Not yet – if I have anything to do with it.’

  I stared down at the figure in the bed. The warm, peaceful atmosphere had dissipated. ‘You’re hurting me, Nathan.’ He released my hand. ‘Don’t you think Felix should learn that the world isn’t fair?’

  ‘At five, Minty. Are you totally without mercy?’

  ‘Almost six,’ I heard myself say.

  Felix was the younger by ten minutes. It was nothing and everything. Ten minutes had given Lucas the greater percentage of confidence and attention.

  ‘So, what do you want to do, Nathan? Tell Lucas he can’t be a Wise Man?’

  ‘If I ever see that woman, I’ll wring her neck.’

  ‘Why? She’s only doing her job.’

  There was a long silence, and Nathan whistled under his breath. ‘Well, the boys can count on their mother.’

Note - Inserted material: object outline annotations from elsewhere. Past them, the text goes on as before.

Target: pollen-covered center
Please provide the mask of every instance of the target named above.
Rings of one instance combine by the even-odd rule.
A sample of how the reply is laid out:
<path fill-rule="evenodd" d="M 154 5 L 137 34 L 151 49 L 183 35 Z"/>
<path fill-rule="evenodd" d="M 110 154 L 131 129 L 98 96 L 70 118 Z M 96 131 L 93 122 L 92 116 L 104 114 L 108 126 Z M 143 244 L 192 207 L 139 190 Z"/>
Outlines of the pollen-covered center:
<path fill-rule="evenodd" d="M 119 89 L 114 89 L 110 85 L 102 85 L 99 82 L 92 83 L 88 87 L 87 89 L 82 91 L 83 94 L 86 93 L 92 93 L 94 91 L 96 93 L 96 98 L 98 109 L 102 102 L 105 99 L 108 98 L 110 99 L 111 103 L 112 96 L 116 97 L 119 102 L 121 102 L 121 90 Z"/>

  That hurt. ‘I see things differently, Nathan.’ I picked up the tray and prepared to leave the room. ‘While we’re on the subject of loyalty and support, are you coming to see them in the play?’

  Nathan rubbed his earlobe, and I glimpsed a bone-deep weariness that frightened me a little. He was only fifty-five. As it happens the fifth is a bad day – big meeting scheduled – but I’ll talk to Roger.’

  I had a lightning change of heart. ‘Actually, Nathan, I’m not sure that’s a good idea. Don’t mention it to Roger. Trust me. Just don’t!

  ‘Do you know something?’ he asked sharply.

  ‘No, just instinct’

  ‘Hum,’ he said. ‘Your instincts are usually sound.’ He moved restlessly and the once neat bed was a muddle. ‘You think I’m not up to it any more?’

  ‘I didn’t say that.’

  ‘But you think it.’

  The question went through my mind: how would Rose have handled this? Nathan’s flash of neediness left me cold and unsympathetic – and I knew I was failing to grapple with the uncertainties and strains of his life. Instead I asked, ‘Nathan, do you want some coffee or tea?’